The objective was to make the airport carbon neutral. The large number of planes in the air and on the ground and the fact that airplanes frequently move require advanced technologies for the solution.
The Solution
A reasonable way to deal with moving airplanes was to use IoT, a technology that when combined with AI-based sensors enables environmental monitoring, analysis, and reporting, all of which provide the background information for decisions regarding minimizing the air pollution.
Two companies combined their expertise for this project: EXM of Greece, which specializes in IoT prediction analytics and innovative IoT solutions, and Libelium of the United States, which specializes in AI-related sensors, including those for environmental use. The objective of the project was to properly monitor air quality inside and outside the airport and to identify, in real time, the aircraft location on the ground and to take corrective actions whenever needed.
Ad Hoc Air Quality Monitoring and Analysis
The airport now has an air quality monitoring network.

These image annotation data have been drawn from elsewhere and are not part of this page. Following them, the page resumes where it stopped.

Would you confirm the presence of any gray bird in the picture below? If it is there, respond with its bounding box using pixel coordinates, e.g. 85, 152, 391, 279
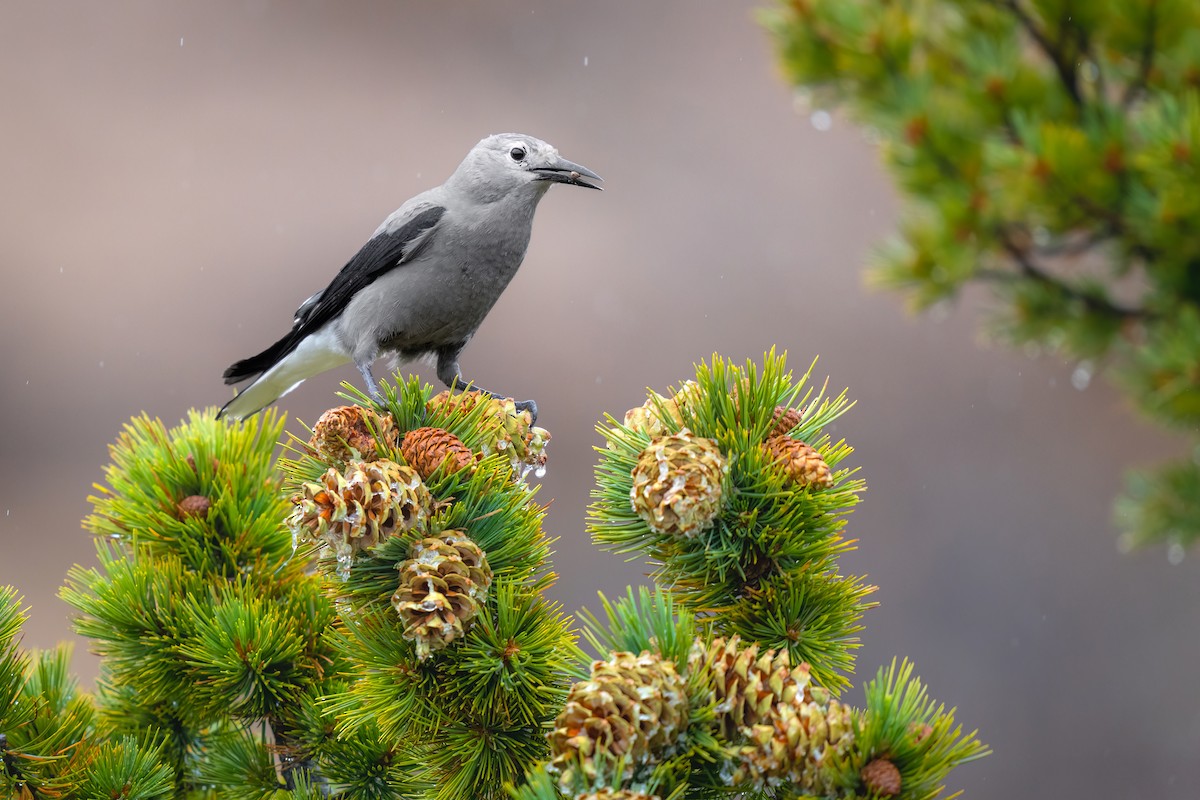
217, 133, 601, 420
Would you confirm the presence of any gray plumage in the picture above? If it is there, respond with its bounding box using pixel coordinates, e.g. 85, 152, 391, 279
218, 133, 600, 420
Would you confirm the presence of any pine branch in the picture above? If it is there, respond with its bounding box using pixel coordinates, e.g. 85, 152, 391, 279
978, 230, 1150, 319
988, 0, 1084, 109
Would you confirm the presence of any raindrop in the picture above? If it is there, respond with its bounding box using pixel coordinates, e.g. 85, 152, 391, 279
1070, 361, 1092, 391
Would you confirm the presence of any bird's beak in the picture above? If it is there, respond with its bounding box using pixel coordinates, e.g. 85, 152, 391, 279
533, 158, 604, 191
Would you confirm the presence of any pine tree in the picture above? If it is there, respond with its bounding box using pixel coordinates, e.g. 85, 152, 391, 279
763, 0, 1200, 548
0, 353, 986, 800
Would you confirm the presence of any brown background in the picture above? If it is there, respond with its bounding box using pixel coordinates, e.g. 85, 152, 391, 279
0, 0, 1200, 799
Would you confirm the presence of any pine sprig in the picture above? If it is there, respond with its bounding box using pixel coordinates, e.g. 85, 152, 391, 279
84, 410, 290, 577
589, 351, 872, 690
834, 660, 991, 800
74, 736, 175, 800
719, 571, 877, 692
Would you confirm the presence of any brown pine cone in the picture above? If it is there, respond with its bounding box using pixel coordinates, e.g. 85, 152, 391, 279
308, 405, 396, 465
860, 758, 900, 798
400, 428, 475, 480
762, 434, 833, 488
175, 494, 212, 519
767, 405, 804, 437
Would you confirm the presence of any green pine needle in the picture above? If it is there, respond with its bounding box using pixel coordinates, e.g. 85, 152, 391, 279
580, 587, 696, 670
76, 736, 175, 800
834, 660, 991, 800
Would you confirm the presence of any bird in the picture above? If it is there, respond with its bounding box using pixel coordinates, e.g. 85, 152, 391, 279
217, 133, 602, 421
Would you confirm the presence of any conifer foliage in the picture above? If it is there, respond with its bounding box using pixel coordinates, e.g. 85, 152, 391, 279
0, 353, 986, 800
763, 0, 1200, 553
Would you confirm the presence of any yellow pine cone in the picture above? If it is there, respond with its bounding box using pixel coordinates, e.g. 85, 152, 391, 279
425, 391, 550, 474
734, 687, 853, 795
548, 651, 688, 796
690, 637, 852, 795
762, 434, 833, 488
859, 758, 900, 798
625, 380, 700, 439
391, 530, 492, 661
400, 428, 475, 480
288, 459, 433, 578
767, 405, 804, 438
576, 789, 661, 800
691, 636, 811, 741
308, 405, 396, 467
629, 428, 728, 537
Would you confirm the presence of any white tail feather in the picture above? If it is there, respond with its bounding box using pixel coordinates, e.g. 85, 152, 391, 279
218, 325, 350, 420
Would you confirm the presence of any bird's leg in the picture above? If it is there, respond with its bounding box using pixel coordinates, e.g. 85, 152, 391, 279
354, 361, 383, 403
438, 345, 538, 425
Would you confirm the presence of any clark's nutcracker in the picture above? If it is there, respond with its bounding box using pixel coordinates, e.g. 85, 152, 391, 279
217, 133, 600, 420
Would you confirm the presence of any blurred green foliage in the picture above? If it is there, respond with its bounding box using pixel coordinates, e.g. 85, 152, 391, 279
762, 0, 1200, 549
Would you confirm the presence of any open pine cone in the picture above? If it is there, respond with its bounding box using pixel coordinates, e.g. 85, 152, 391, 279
425, 391, 550, 473
629, 428, 728, 536
391, 530, 492, 661
625, 380, 700, 439
288, 459, 433, 577
691, 637, 852, 795
550, 652, 688, 796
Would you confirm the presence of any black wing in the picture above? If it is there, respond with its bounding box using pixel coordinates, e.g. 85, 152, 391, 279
224, 205, 445, 384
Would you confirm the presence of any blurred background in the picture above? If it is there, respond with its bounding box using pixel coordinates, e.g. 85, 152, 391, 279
0, 0, 1200, 799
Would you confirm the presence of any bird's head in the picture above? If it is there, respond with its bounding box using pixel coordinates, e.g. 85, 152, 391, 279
451, 133, 604, 199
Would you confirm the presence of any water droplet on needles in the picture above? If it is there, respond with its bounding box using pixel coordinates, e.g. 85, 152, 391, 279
1070, 361, 1092, 391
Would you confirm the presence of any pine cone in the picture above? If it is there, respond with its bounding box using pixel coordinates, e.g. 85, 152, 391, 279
577, 789, 661, 800
548, 651, 688, 788
625, 380, 700, 439
288, 461, 433, 577
767, 405, 804, 438
308, 405, 396, 467
690, 637, 851, 794
175, 494, 212, 519
629, 428, 728, 536
859, 758, 900, 798
425, 391, 550, 474
400, 428, 475, 481
762, 434, 833, 488
691, 636, 810, 741
734, 687, 853, 795
391, 530, 492, 661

The solution includes Libelium's sensor platform connected in a cost-effective manner. The different sensors measure temperature, humidity, atmosphere pressure, ozone level, and particulate matter. The readings of the sensors are transmitted to IoT for reporting and then analysis. The sensors were improved by using AI features. Therefore, their accuracy increased. In addition, security and energy consumption are also being controlled.
Aircraft Location at the Airport
To identify the exact location of the aircrafts during takeoff and landing, the project uses acoustic measurement mechanisms. This is accomplished by using noise sensors placed in different locations.
The sensors measure real-time noise level, which is evaluated by analytics. Overall, the system provides a noninvasive IoT solution.
Placement of sensors was difficult due to safety, security, and regulation considerations.
Therefore, the sound monitoring subsystem had to be self-managed (autonomous), bearing solar panels and batteries that provided the electricity. In addition, the system utilizes a dual wireless communication system (known as GPPS).
The collected noise data are correlated with types of airplane and flights at the IoT backend.
All data are analyzed by the airport environmental department and used for decisions regarding improvements of pollution control.
Technology Support
The solution combines an IoT system with AI-based analytics, visualization, and reporting and is executed in the cloud. In addition, the system has onsite sensors and communication infrastructures.
Low-power wireless sensors monitor water and gas consumption indoors as well as air quality in the parking sites. Vendors' products, such as Microsoft Azure and IBM Bluemix, support the project and provide the necessary flexibility.
Sources: Compiled from Hedge (2017) and Twenty man (2017).

Questions for Case 13.1
1. What is the role of IoT in the project?
2. What is the role of sensors?
3. What are the benefits of the project?